By Ashish Sinha
© Business Standard
Operating profit declines 34% y-o-y to $19 million.
Rupert Murdoch’s Star TV has admitted to an erosion of its earnings in India, its largest market in Asia, owing to higher content costs, competition from rivals such as Zee TV and disruptions in ratings measurement.
According to Star’s financial results for the quarter ended March 31. 2007, its operating profit declined by 34 per cent year-on-year to $19 million (about Rs 76 crore). This was mainly owing to a slowdown in its India operations, media analysts pointed.

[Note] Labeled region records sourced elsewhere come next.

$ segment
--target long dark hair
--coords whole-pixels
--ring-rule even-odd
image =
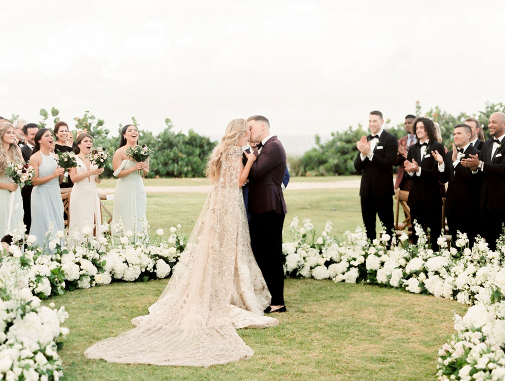
[[[89,137],[91,139],[91,142],[93,142],[93,136],[90,135],[89,133],[81,133],[78,136],[77,136],[77,140],[75,141],[75,147],[74,147],[74,153],[76,155],[78,155],[81,152],[81,149],[79,148],[79,144],[80,143],[82,139],[85,137]]]
[[[412,129],[414,134],[416,134],[416,127],[419,122],[422,122],[423,124],[424,125],[424,130],[428,134],[428,138],[430,139],[430,144],[434,141],[436,141],[437,133],[435,130],[435,124],[433,123],[433,121],[428,118],[425,118],[424,116],[418,117],[414,121],[414,126],[412,127]],[[416,135],[416,136],[417,135]]]
[[[40,151],[40,144],[38,141],[42,138],[42,135],[45,133],[46,131],[51,132],[51,130],[48,128],[41,128],[35,134],[35,146],[33,146],[33,151],[32,151],[32,155],[33,155],[35,152]],[[51,132],[51,135],[53,135],[52,132]]]
[[[119,142],[119,147],[118,147],[118,149],[121,148],[123,146],[126,145],[126,138],[125,137],[125,133],[126,133],[126,130],[128,129],[128,128],[130,127],[130,126],[133,126],[135,128],[137,128],[137,126],[134,124],[127,124],[126,126],[123,127],[123,129],[121,130],[121,140]],[[138,138],[137,139],[137,144],[138,144]]]

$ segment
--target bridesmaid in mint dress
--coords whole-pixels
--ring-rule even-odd
[[[10,163],[23,163],[21,149],[16,144],[14,127],[9,122],[0,123],[0,236],[23,225],[23,200],[17,184],[5,175]],[[12,213],[11,198],[14,194]],[[9,215],[11,221],[9,223]]]
[[[50,130],[39,130],[35,135],[35,147],[30,157],[30,165],[35,170],[30,234],[37,237],[35,245],[41,246],[45,243],[45,233],[51,222],[54,224],[54,234],[58,230],[65,229],[63,203],[60,192],[60,183],[63,181],[65,169],[58,166],[58,157],[51,152],[53,143],[53,134]]]
[[[147,230],[143,225],[145,220],[145,189],[142,181],[141,171],[144,176],[149,173],[149,161],[136,163],[126,155],[129,147],[138,145],[138,131],[133,124],[128,124],[121,131],[119,148],[114,153],[112,165],[114,176],[118,177],[114,192],[114,208],[112,212],[112,235],[117,242],[120,237],[115,225],[121,219],[125,231],[134,234],[146,234]]]

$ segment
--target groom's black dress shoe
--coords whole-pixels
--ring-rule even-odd
[[[280,308],[278,308],[276,310],[272,310],[272,307],[269,306],[266,308],[265,309],[265,311],[263,311],[265,313],[275,313],[275,312],[287,312],[287,310],[286,309],[286,306],[283,306]]]

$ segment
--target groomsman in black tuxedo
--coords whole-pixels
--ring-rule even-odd
[[[258,143],[258,157],[249,172],[251,248],[267,283],[272,301],[265,312],[285,312],[282,228],[287,213],[281,185],[286,152],[264,116],[247,119],[250,140]],[[255,151],[256,154],[256,151]]]
[[[480,132],[480,123],[475,118],[469,117],[465,119],[465,124],[470,126],[472,129],[472,136],[470,137],[470,144],[479,151],[482,149],[484,142],[479,138],[479,133]]]
[[[442,196],[438,163],[432,153],[445,153],[445,150],[437,141],[435,125],[431,119],[417,118],[414,122],[414,131],[418,141],[409,150],[405,163],[405,171],[412,177],[407,205],[412,221],[417,221],[423,228],[429,228],[431,248],[438,251],[437,240],[442,230]],[[414,243],[418,238],[413,234]]]
[[[481,154],[471,155],[461,162],[482,177],[482,231],[489,248],[495,251],[505,223],[505,114],[493,114],[488,127],[491,137],[484,142]]]
[[[21,154],[25,162],[28,164],[30,161],[33,146],[35,146],[35,135],[38,131],[38,126],[34,123],[30,123],[23,127],[23,134],[25,137],[25,145],[21,148]],[[21,188],[21,197],[23,198],[23,210],[24,215],[23,223],[26,225],[26,231],[30,232],[31,226],[31,191],[33,187],[26,185]]]
[[[354,161],[357,171],[363,171],[360,196],[361,214],[367,237],[377,237],[377,215],[386,231],[392,237],[394,231],[393,214],[393,164],[398,153],[398,140],[382,128],[384,118],[380,111],[372,111],[368,118],[370,135],[363,136],[356,144],[360,153]]]
[[[456,242],[457,232],[466,233],[470,247],[475,242],[479,233],[478,224],[480,213],[469,215],[469,208],[463,207],[472,205],[480,199],[481,181],[474,176],[472,170],[464,167],[461,160],[469,155],[480,154],[480,151],[470,144],[472,129],[467,124],[457,124],[454,126],[454,143],[452,151],[445,155],[445,160],[437,151],[432,152],[438,163],[438,171],[442,182],[448,182],[445,193],[445,216],[449,226],[449,233],[453,243]]]

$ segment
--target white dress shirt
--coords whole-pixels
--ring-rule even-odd
[[[380,130],[377,133],[377,134],[375,135],[376,136],[378,136],[379,137],[374,137],[370,140],[370,153],[366,156],[364,155],[363,154],[361,154],[360,155],[360,157],[361,158],[362,161],[364,160],[367,158],[368,158],[368,160],[372,161],[372,159],[374,157],[374,150],[375,149],[375,146],[377,146],[377,143],[379,142],[379,139],[380,139],[380,135],[382,134],[383,131],[384,131],[384,128],[381,128]]]

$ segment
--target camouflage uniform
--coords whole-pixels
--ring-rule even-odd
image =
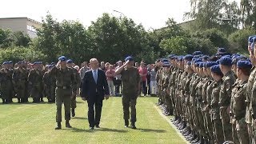
[[[122,106],[123,118],[130,119],[130,122],[135,122],[136,118],[136,102],[138,95],[138,83],[140,83],[140,76],[136,67],[124,68],[120,74],[122,82]]]
[[[23,67],[16,68],[14,70],[12,76],[14,89],[17,94],[18,102],[26,102],[26,84],[27,84],[28,73]]]
[[[53,75],[50,75],[50,71],[46,71],[42,78],[44,90],[50,102],[55,102],[55,89],[56,79]]]
[[[246,122],[247,123],[247,129],[248,129],[249,138],[250,142],[255,141],[255,139],[254,139],[254,137],[253,137],[253,129],[252,129],[253,118],[252,118],[252,110],[251,110],[251,104],[252,104],[251,101],[253,98],[252,90],[253,90],[253,86],[254,86],[254,83],[255,82],[255,78],[256,78],[256,68],[255,66],[254,66],[247,82],[247,87],[246,87],[247,94],[246,94]]]
[[[220,119],[219,93],[221,90],[222,81],[214,82],[213,84],[213,92],[211,94],[211,119],[214,122],[215,143],[223,143],[223,129],[222,120]],[[230,131],[230,133],[231,131]]]
[[[230,104],[232,86],[234,83],[234,76],[233,71],[230,71],[222,78],[222,84],[220,90],[219,105],[220,118],[223,126],[223,134],[225,141],[232,141],[232,126],[230,124],[230,117],[227,109]]]
[[[239,142],[242,144],[250,143],[247,126],[245,121],[246,98],[246,83],[239,82],[233,90],[231,111],[235,118],[234,125]]]
[[[73,70],[68,67],[65,69],[54,67],[50,74],[56,78],[56,122],[62,122],[62,102],[65,108],[65,120],[70,121],[72,87],[74,81]]]

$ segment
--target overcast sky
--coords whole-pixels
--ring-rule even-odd
[[[186,21],[183,14],[190,11],[190,0],[2,0],[0,18],[28,17],[41,22],[49,11],[59,22],[79,20],[88,26],[102,13],[121,15],[113,10],[142,23],[146,30],[158,29],[168,18]]]

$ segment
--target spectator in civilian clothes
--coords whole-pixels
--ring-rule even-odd
[[[157,71],[155,70],[155,65],[153,65],[152,66],[152,69],[150,70],[150,90],[151,90],[151,94],[156,94],[158,93],[157,80],[155,79],[156,74],[157,74]]]
[[[115,70],[118,70],[119,67],[122,66],[122,62],[118,61],[118,66],[115,68]],[[115,96],[120,95],[120,88],[122,88],[122,79],[121,79],[121,74],[115,76]]]
[[[146,95],[146,74],[147,70],[143,61],[141,62],[141,66],[138,68],[138,73],[142,78],[142,93]]]
[[[113,70],[113,65],[110,65],[108,66],[107,70],[106,72],[106,81],[109,86],[110,95],[114,95],[114,86],[113,82],[113,78],[114,78],[114,70]]]

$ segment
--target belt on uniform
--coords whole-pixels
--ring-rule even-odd
[[[71,86],[57,86],[59,89],[69,89],[71,88]]]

“The new rating standard has doubled the size of the rating panel, resulting in reduced ratings for everybody and it has given the advertisers an opportunity to jockey with us a little bit,” News Corp Chief Operating Officer Peter Chernin said in the latest report by international media research agency, Media Partners Asia (MPA).

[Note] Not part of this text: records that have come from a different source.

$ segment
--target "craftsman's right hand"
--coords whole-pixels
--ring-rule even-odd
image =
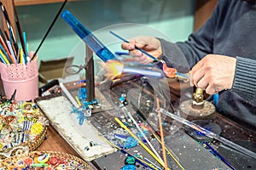
[[[162,55],[160,41],[154,37],[135,37],[129,40],[129,43],[123,42],[121,45],[121,48],[125,50],[129,50],[130,55],[133,57],[130,60],[139,62],[143,65],[151,63],[153,60],[141,51],[136,49],[135,47],[143,49],[155,58],[160,58]]]

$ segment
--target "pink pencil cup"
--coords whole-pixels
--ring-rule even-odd
[[[34,100],[38,96],[38,60],[25,64],[4,65],[0,62],[0,73],[7,99],[10,99],[15,89],[15,99]]]

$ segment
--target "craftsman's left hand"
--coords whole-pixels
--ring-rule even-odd
[[[218,54],[207,54],[190,71],[190,85],[214,94],[233,85],[236,59]]]

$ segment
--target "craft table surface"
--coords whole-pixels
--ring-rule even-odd
[[[51,125],[48,126],[45,140],[37,150],[60,151],[80,157]]]
[[[171,88],[178,91],[180,87],[177,87],[176,85],[177,84],[175,83],[174,86],[171,87]],[[175,94],[178,94],[178,93],[175,93]],[[172,99],[174,99],[174,98],[172,98]],[[236,139],[234,139],[234,138],[236,138],[236,137],[237,138],[239,136],[238,139],[241,139],[245,141],[249,140],[253,143],[255,143],[255,133],[253,132],[250,132],[246,128],[241,126],[238,123],[234,122],[233,121],[230,120],[229,118],[224,117],[224,116],[221,116],[219,114],[217,114],[217,116],[215,116],[215,120],[223,128],[223,132],[224,132],[223,133],[224,137],[225,137],[229,139],[231,139],[231,140],[234,140],[234,139],[236,140]],[[236,133],[236,135],[234,135],[234,133]],[[55,129],[51,125],[49,125],[48,127],[47,138],[43,142],[43,144],[38,148],[37,150],[61,151],[61,152],[65,152],[67,154],[72,154],[73,156],[76,156],[81,158],[81,156],[79,156],[79,155],[68,144],[68,143],[66,142],[66,140],[64,139],[62,139],[62,137],[58,133],[57,131],[55,131]],[[224,151],[225,150],[223,150],[222,153],[224,154]],[[97,166],[100,166],[100,167],[97,167],[98,169],[108,169],[108,166],[106,166],[106,167],[103,166],[104,168],[102,168],[102,166],[101,166],[101,162],[103,163],[104,162],[108,162],[108,160],[109,158],[115,157],[114,156],[117,154],[119,156],[118,157],[119,157],[119,153],[113,153],[113,154],[110,154],[109,156],[108,156],[108,159],[107,159],[107,156],[102,156],[100,159],[95,160],[93,162],[90,162],[88,163],[90,165],[93,165],[94,168],[96,168],[96,167],[97,167]],[[228,155],[225,155],[226,156],[230,155],[230,153],[227,153],[227,154]],[[233,154],[231,154],[231,155],[233,155]],[[237,156],[237,155],[236,155],[236,156]],[[235,156],[235,157],[236,157],[236,156]],[[237,161],[234,160],[234,162],[237,162]],[[108,164],[109,164],[109,160],[108,162]],[[97,165],[96,165],[96,163]],[[248,161],[248,162],[245,162],[244,165],[245,166],[253,166],[253,167],[255,167],[254,163],[252,162],[252,161],[250,161],[250,160]],[[242,169],[250,169],[250,167],[247,167],[247,168],[246,167],[246,168],[242,168]]]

He also admitted to the cost increase in India owing to Balaji shows (production house creating all the top shows on Star Plus) as they got older leading to cycle a of renegotiation and cost increases.
Star’s March quarter showed 11 per cent y-o-y revenue growth to $137 million (about Rs 548 crore), driven by advertising. Star’s financials are computed on the basis of its operations in the entire South-Asian region. Star’s financial year runs from June to July.
Globally, News Corp’s profit stood at $871 million in its third quarter ended March 31, up from $820 million in the same period a year ago. Revenue rose 21.5 percent to $7.5 billion. But television earnings of News Corp fell by 4.5 per cent as higher revenue from the Fox network were offset by lower earnings from Star Group.
But Chernin stressed that Star Plus in India was still leading the ratings and had all the potential to increase the ratings margin again. “We also hope to launch three or four new regional channels this year,” Chernin added.
Star India has already announced its intentions of launching regional language entertainment channels in south India through its joint venture with Balaji Telefilms at an initial investment of Rs 120 crore. On its direct to home (DTH) venture, Tata Sky, Star said that since its launch, the company has had good uptake and was closing in on 900,000 subscribers.
“Since we’ve launched, we’ve seen very good uptake though the faster we’ve grown in these early stages, the more expensive it is, until we turn the corner,” Rupert Murdoch was quoted in the MPA report.